Liturgy is an effective teacher. The way we do things and the order in which we do them shapes us and shows others about the worship of God. Because we are souls with bodies, the outward parts of our worship matter.
Likewise, because we are whole persons, because our thinking and our acting are necessarily connected, it is dishonest to conceal heart problems with religious ceremony.
God gave Israel instructions for how to draw near to Him. The sequence of sacrifices cleansed and consecrated the worshipper for sake of communion with God. But Israel often followed the directions and failed to bring their heart along. So, for example, David wrote:
For you will not delight in sacrifice, or I would give it;
you will not be pleased with a burnt offering.
The sacrifices of God are a broken spirit;
a broken and contrite heart, O God, you will not despise.
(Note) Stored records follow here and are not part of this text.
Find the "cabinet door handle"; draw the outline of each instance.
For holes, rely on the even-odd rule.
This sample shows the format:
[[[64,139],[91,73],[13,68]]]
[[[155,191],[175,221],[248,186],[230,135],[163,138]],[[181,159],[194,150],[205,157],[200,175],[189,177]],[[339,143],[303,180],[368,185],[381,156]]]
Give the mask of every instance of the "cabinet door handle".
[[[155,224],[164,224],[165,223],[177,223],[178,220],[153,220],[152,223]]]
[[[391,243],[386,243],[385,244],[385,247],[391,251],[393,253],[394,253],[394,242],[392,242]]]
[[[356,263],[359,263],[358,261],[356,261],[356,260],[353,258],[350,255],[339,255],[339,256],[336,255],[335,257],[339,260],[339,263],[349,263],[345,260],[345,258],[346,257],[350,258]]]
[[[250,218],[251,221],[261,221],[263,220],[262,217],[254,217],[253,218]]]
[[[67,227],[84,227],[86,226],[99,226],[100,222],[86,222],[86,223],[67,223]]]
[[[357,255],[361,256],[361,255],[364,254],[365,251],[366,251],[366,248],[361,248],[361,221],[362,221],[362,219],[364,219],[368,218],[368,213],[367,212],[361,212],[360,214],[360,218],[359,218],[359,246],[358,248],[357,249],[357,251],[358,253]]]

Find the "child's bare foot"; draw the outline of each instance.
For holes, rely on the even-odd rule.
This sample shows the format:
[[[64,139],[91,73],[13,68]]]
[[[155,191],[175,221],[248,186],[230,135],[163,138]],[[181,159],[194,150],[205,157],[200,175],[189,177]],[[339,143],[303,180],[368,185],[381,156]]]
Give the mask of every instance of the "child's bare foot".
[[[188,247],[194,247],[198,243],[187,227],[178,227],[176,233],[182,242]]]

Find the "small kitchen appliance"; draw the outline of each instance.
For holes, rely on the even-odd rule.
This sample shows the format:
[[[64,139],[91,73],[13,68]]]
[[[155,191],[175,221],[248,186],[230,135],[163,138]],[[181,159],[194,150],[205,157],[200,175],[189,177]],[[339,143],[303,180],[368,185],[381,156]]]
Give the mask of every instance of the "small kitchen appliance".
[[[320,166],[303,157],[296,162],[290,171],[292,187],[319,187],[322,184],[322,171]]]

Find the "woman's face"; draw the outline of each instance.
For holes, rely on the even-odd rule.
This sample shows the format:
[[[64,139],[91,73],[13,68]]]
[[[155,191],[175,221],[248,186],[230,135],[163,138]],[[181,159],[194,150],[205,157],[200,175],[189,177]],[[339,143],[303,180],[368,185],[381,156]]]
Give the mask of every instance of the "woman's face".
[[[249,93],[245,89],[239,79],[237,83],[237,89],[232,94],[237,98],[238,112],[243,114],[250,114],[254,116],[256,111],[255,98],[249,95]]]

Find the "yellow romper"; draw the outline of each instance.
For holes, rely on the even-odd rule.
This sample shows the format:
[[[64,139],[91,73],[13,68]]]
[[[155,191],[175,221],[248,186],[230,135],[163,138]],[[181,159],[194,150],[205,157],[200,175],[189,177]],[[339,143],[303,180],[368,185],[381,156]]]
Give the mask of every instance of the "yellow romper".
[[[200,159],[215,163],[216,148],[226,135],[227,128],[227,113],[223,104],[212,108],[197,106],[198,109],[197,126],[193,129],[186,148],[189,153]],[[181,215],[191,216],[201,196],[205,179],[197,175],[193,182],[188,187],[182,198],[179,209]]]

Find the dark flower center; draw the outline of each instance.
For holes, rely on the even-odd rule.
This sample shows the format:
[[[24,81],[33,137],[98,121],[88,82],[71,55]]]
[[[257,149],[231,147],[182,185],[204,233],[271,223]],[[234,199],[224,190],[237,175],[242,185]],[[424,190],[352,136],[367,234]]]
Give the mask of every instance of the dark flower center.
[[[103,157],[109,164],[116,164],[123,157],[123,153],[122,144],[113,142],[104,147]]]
We are not obedient no matter how carefully we follow certain liturgy if we do not deal with our hearts before the Lord. Then our conduct must match. In David’s case, the song followed and finished with (often ignored verses):
Do good to Zion in your good pleasure;
build up the walls of Jerusalem;
then will you delight in right sacrifices,
in burnt offerings and whole burnt offerings;
then bulls will be offered on your altar.
A two-stringed guitar has two ways to be out of tune. Our souls and our service are His, both must be tuned for harmony. The inside must be right. And if the inside is right, it must come out right.
God loves our worship when we offer our sacrifices as humble, whole-hearted, open-handed people. He made blood and tongues and knees and hearts for worship. He is pleased with broken hearts and then delights in the offerings we are. True worship begins in the heart, but it doesn’t end there.